Bill Mahoney — No matter who raises how much in every six-month state campaign finance period, the chief data miner at the New York Public Interest Group is always on top. He slices and dices the voluminous filings at warp speed, spinning out spreadsheet after spreadsheet to show, for example, how much Gov. Andrew Cuomo raised compared to former Gov. Eliot Spitzer, or how the Senate Republicans stacked up against their Democratic counterparts. He gets as much ink on filing day as any state politician – and he deserves it.
James Alesi – The Rochester senator raised more money in the last six months than any of his Senate colleagues, but his $455,000 haul was followed closely by those of the other three Republican senators who helped pass same-sex marriage last year. Together they raised almost $1.6 million as deep-pocketed gay donors thanked them for their votes. It’s no guarantee against backlash in their districts, but it’s a nice cushion to fall back on.
Jeff Klein – The ringleader of the Senate’s Independent Democratic Conference got a big boost from an unlikely source this week in Bronx Sen. Ruben Diaz, Sr., who said Klein and his three cohorts should be offered leadership positions in the Senate Democratic conference. Sure, Diaz may have been lashing out after a fight with conference leader Sen. John Sampson, but he may be saying what other Democrats are beginning to think. Meanwhile, the IDC kept rolling out its legislative agenda this week and reported a respectable fundraising haul – especially compared with the rival No Bad Apples PAC.
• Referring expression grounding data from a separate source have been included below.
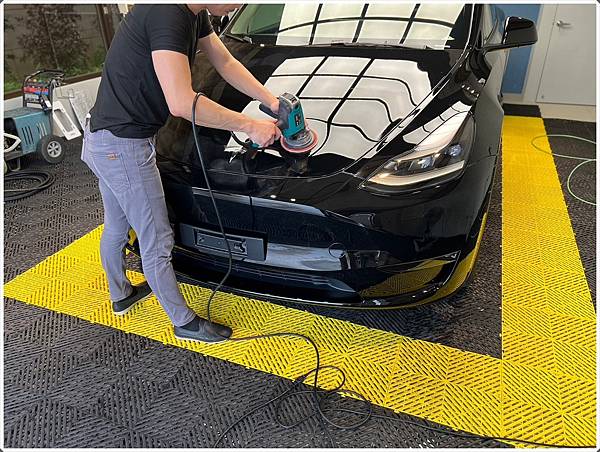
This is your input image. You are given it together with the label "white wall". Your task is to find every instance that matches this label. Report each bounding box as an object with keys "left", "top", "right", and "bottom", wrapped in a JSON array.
[
  {"left": 5, "top": 76, "right": 101, "bottom": 132},
  {"left": 521, "top": 4, "right": 556, "bottom": 105}
]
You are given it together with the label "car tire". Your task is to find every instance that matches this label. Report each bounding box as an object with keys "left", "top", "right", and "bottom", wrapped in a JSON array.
[{"left": 38, "top": 135, "right": 66, "bottom": 164}]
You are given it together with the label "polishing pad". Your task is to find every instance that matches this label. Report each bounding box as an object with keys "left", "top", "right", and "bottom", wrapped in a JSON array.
[{"left": 280, "top": 129, "right": 319, "bottom": 154}]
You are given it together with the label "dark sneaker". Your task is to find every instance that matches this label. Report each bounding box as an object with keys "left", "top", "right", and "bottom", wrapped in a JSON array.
[
  {"left": 174, "top": 316, "right": 232, "bottom": 343},
  {"left": 112, "top": 282, "right": 152, "bottom": 315}
]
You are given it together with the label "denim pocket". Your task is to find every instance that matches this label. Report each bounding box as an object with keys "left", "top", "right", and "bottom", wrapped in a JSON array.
[
  {"left": 138, "top": 139, "right": 156, "bottom": 168},
  {"left": 90, "top": 150, "right": 131, "bottom": 192},
  {"left": 81, "top": 125, "right": 92, "bottom": 163}
]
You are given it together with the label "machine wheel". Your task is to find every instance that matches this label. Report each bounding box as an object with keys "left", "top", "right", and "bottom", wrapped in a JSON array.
[{"left": 38, "top": 135, "right": 66, "bottom": 164}]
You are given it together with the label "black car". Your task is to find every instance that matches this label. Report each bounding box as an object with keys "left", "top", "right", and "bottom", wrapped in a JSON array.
[{"left": 139, "top": 3, "right": 537, "bottom": 308}]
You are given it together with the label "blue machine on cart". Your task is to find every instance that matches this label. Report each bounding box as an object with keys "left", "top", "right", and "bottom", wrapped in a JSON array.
[{"left": 4, "top": 69, "right": 68, "bottom": 173}]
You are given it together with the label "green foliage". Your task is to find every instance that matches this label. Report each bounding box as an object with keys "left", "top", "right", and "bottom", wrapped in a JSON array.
[
  {"left": 4, "top": 80, "right": 22, "bottom": 93},
  {"left": 68, "top": 48, "right": 105, "bottom": 77},
  {"left": 4, "top": 5, "right": 107, "bottom": 92},
  {"left": 17, "top": 4, "right": 88, "bottom": 75},
  {"left": 4, "top": 51, "right": 21, "bottom": 93}
]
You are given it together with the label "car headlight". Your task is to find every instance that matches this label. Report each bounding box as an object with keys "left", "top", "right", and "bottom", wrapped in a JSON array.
[{"left": 360, "top": 112, "right": 475, "bottom": 194}]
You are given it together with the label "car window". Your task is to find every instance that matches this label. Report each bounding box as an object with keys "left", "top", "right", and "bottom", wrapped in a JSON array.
[
  {"left": 490, "top": 5, "right": 505, "bottom": 44},
  {"left": 226, "top": 3, "right": 473, "bottom": 50},
  {"left": 482, "top": 4, "right": 505, "bottom": 46},
  {"left": 480, "top": 4, "right": 495, "bottom": 45}
]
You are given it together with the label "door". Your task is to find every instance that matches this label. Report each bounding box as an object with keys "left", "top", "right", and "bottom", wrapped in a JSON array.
[{"left": 536, "top": 4, "right": 596, "bottom": 105}]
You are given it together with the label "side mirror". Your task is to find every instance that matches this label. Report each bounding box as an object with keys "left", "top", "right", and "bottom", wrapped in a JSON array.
[{"left": 484, "top": 16, "right": 538, "bottom": 53}]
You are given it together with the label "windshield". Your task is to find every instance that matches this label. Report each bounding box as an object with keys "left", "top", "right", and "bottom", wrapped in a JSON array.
[{"left": 226, "top": 3, "right": 472, "bottom": 49}]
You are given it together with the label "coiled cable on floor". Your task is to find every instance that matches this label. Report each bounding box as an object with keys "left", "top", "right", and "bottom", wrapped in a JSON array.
[
  {"left": 531, "top": 134, "right": 596, "bottom": 206},
  {"left": 191, "top": 93, "right": 594, "bottom": 448},
  {"left": 4, "top": 170, "right": 55, "bottom": 202},
  {"left": 191, "top": 92, "right": 370, "bottom": 448}
]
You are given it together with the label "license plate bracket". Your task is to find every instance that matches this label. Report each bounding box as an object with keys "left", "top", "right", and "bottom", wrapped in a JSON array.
[{"left": 179, "top": 223, "right": 265, "bottom": 261}]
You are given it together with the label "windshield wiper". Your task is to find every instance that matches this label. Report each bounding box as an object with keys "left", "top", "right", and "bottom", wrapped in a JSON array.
[
  {"left": 223, "top": 32, "right": 253, "bottom": 44},
  {"left": 313, "top": 41, "right": 409, "bottom": 48},
  {"left": 310, "top": 41, "right": 448, "bottom": 50}
]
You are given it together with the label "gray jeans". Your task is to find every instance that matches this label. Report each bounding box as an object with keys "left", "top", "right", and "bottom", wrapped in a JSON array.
[{"left": 82, "top": 123, "right": 196, "bottom": 327}]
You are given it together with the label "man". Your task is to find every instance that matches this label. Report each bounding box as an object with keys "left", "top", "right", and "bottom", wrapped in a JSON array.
[{"left": 82, "top": 4, "right": 281, "bottom": 343}]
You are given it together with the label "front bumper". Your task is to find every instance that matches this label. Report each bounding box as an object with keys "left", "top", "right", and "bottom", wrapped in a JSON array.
[
  {"left": 172, "top": 242, "right": 463, "bottom": 308},
  {"left": 126, "top": 233, "right": 472, "bottom": 308},
  {"left": 146, "top": 154, "right": 496, "bottom": 309}
]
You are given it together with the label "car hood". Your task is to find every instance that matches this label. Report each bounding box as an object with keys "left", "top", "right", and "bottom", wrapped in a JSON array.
[{"left": 158, "top": 42, "right": 466, "bottom": 180}]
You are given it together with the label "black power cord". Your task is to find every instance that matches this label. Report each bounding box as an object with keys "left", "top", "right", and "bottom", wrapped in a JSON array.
[
  {"left": 229, "top": 130, "right": 268, "bottom": 151},
  {"left": 190, "top": 92, "right": 595, "bottom": 449},
  {"left": 192, "top": 92, "right": 369, "bottom": 448},
  {"left": 4, "top": 169, "right": 55, "bottom": 202}
]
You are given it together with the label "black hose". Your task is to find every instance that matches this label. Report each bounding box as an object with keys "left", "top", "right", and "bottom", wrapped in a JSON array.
[
  {"left": 4, "top": 169, "right": 55, "bottom": 202},
  {"left": 191, "top": 92, "right": 369, "bottom": 448},
  {"left": 230, "top": 130, "right": 267, "bottom": 151}
]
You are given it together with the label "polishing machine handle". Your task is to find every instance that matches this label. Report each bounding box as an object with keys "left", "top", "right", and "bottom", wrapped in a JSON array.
[{"left": 258, "top": 102, "right": 285, "bottom": 130}]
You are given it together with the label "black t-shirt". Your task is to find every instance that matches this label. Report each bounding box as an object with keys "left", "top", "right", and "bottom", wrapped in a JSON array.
[{"left": 89, "top": 5, "right": 214, "bottom": 138}]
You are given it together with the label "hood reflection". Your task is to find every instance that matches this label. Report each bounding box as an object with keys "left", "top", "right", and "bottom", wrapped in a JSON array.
[{"left": 226, "top": 55, "right": 433, "bottom": 165}]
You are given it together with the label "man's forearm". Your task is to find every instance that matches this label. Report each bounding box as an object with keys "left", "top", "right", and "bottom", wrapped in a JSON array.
[
  {"left": 217, "top": 58, "right": 278, "bottom": 108},
  {"left": 179, "top": 90, "right": 253, "bottom": 133},
  {"left": 152, "top": 48, "right": 266, "bottom": 134},
  {"left": 178, "top": 89, "right": 280, "bottom": 148}
]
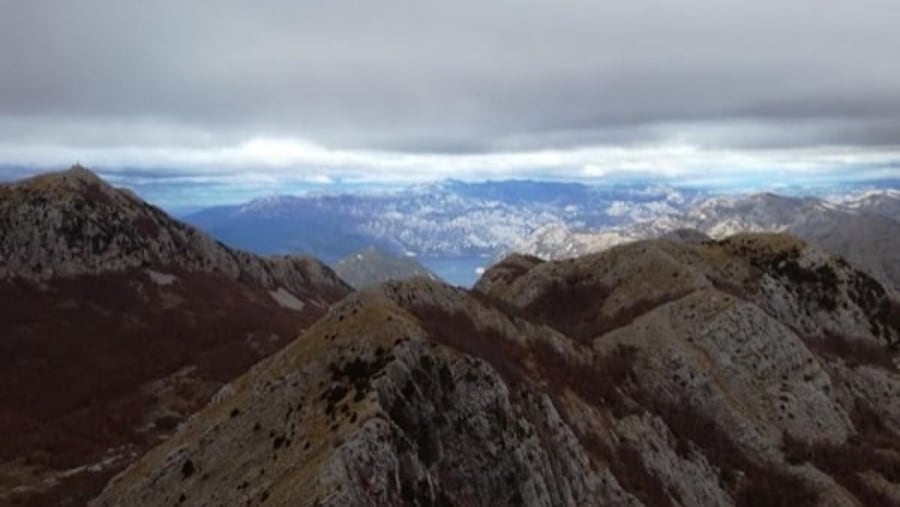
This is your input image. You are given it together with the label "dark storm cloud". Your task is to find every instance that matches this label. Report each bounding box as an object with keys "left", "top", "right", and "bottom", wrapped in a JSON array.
[{"left": 1, "top": 0, "right": 899, "bottom": 154}]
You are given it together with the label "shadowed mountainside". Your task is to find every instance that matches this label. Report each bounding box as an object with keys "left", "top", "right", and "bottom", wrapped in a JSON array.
[
  {"left": 0, "top": 166, "right": 352, "bottom": 507},
  {"left": 93, "top": 232, "right": 900, "bottom": 507}
]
Michael Grimm – Staten Island’s Republican congressman officially got a new opponent this week, and it’s likely this one will stick around longer than the last one. But it certainly wasn’t a bad week for Grimm: new challenger Mark Murphy admits he’s the underdog and will have to quickly raise campaign cash, unite skeptics in his own party and possibly fend off criticism of his father, former Congressman John Murphy, who lost the seat in the wake of the Abscam scandal. To top it off, Grimm reportedly has more than $1 million on hand in his campaign account. More suits for Mikey!
Sheldon Silver — The governor’s push for a less-generous pension tier and a gradual shift to 401(k)-style benefit plans is going to put the Assembly speaker’s loyalty to the state’s public employee unions to the test this year. And with the teachers union also getting the full Cuomo treatment, the sphinx-like Silver is rapidly running out of allies for his political battles this year.
Robert Duffy — Not even the lieutenant governor, Rochester’s former mayor, could have prevented Eastman Kodak from declaring bankruptcy this week, but it’s still a sad time for Duffy and all residents of the Flower City. Add to that a report that Duffy is still using campaign cash to pay for his Albany apartment and to attend football games, and the picture of the LG’s week gets a little fuzzier.
Liz Krueger – The Manhattan state senator says the No Bad Apples PAC always planned to spend a bit of its money upfront to train candidates – but it can’t have expected to be spending more than it raises. It’s hard to know what the rationale of No Bad Apples may be at this point: the Senate Democrats (and law enforcement) have essentially eradicated all the unloyal “bad apples” from the conference.
Bob Turner — Last year, the new Queens congressman’s come-from-behind win made him the darling of the New York Republican Party. This year, Turner might be on the redistricting chopping block, especially with the news of Hinchey’s retirement. The Hudson Valley Democrat’s departure could pave the way for the Legislature to eliminate Turner’s seat. But that would be expected to require the elimination of a Republican seat downstate – and with Turner the last one in, he’ll quite possibly be the first one out.
David Frankel – Wall Street executive decides to give back, goes into public service, inherits broken-down bureaucracy, wins plaudits for making it work. Frankel may have thought he was following Mayor Michael Bloomberg’s model when he left Morgan Stanley to become city Finance Commissioner in 2009, but the last step in that chain still hasn’t happened. Frankel has found himself repeatedly on the hot seat for failure after failure – most recently for failing to send out new property assessments on time. The only bright side is that, unlike the blown assessments on Queens apartments last year, his team caught their computer flaws before sending out bills this time.